ELYRIA — The Elyria Building Department has conducted a special inspection of the old Lorain County Courthouse at the request of the county’s judges, much to the consternation of the county commissioners, who hold ownership of the building.
The Aug. 1 request asked the city to conduct the inspection because of “concern over water, mold, rodent infestation, structural integrity, etc.”
“The judges ordering Tim Lubbe to call the Elyria Building Department is kind of overreaching,” Commissioner Ted Kalo said.
The inspection cost the court $144.20 and had to be paid before the city would undertake the inspection, according to General Division Court Administrator Tim Lubbe, who defended the request.
“Just because the county is a form of government doesn’t mean they are not subject to regulation by other entities,” Lubbe said.
The building, constructed in 1881, currently houses a portion of the county’s Adult Probation Department and the county’s crime lab, both of which are overseen by the judges.
During a heated exchange at Wednesday’s commissioners’ meeting with county Administrator Jim Cordes, Lubbe said he and other court employees have made numerous requests for repairs and cleaning to take place in the old courthouse in recent years, most of which have been ignored.
Cordes complained that Lubbe asked the city for the inspection and didn’t inform the commissioners.
“We don’t have to call you,” Lubbe responded.
Cordes also accused Lubbe of overstepping.
“You don’t have authority over that building,” he said.
According to the city’s undated special inspection report, city workers found ceiling leaks, missing baseboard trim, missing ceiling tiles, leaking toilets, insects, peeling paint, mold under floor covering and other problems.
“The building while old is in relatively decent shape for its age,” the unsigned report said. “Other than some water damage evidence there was no visible sighting of mold or rodents.”
The largest concern, according to the report, was windows with broken latches or torn screens that could allow rodents to get inside.
“Most of the observed items are or could be repaired by experienced maintenance personnel,” the report concluded.
Lubbe said he doesn’t believe the report addresses all of the concerns brought up during the inspection.
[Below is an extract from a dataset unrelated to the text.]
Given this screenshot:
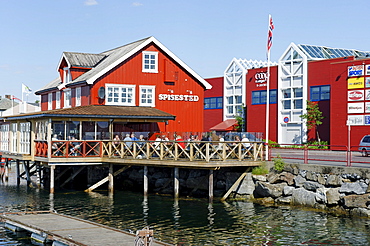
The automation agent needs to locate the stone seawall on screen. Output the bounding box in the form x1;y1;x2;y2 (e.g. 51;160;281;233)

City building officials did not respond to requests for comment Wednesday.
Lubbe said after the meeting that he was following the orders of the county’s six General Division judges when he contacted the Building Department about issues his bosses felt weren’t being addressed.
“The court is not the county,” he said. “We’re the occupants of that building.”
Cordes said that Lubbe and his employees have sent requests for minor issues, including tack-holes in walls and asked to have the floors in one area of the building cleaned.
He said the county has had to cut its maintenance and housekeeping staff to deal with budget shortfalls and repairs have to be prioritized. The judges, Cordes said, haven’t endured the same level of cuts because they’ve ordered their budget in recent years.
Many of the things Lubbe is asking for probably will never get done, Cordes said.
“Just because Lubbe thinks it’s an issue of concern, doesn’t mean it needs to be addressed,” he said.
Cordes and Lubbe also clashed over Lubbe’s request to have Karen Davis, the county’s special projects director, evaluate whether another portion of the courthouse could be used to house the presentence report investigators who are employed by the Probation Department but work out of the old Columbia Gas building on Third Street.
Commissioner Tom Williams said he believes the problem is that county Maintenance Director Dennis Shawver, who he frequently criticizes, is in over his head and can’t keep up with the workload. Shawver should be keeping on top of the issues and telling county workers the status of their maintenance requests, he said.
Lubbe said part of his problem is that he simply doesn’t know what happens to his requests, which he described as vanishing into a “black hole.”
“I couldn’t care less if they’re not going to clean the floors,” he said. “The issue is if you’re not going to clean the floors, tell us that.”
Commissioner Lori Kokoski said the county doesn’t have the money right now, but she would like to see it restored eventually.
“It looks good on the outside,” she said. “Eventually we’ll get to the inside.”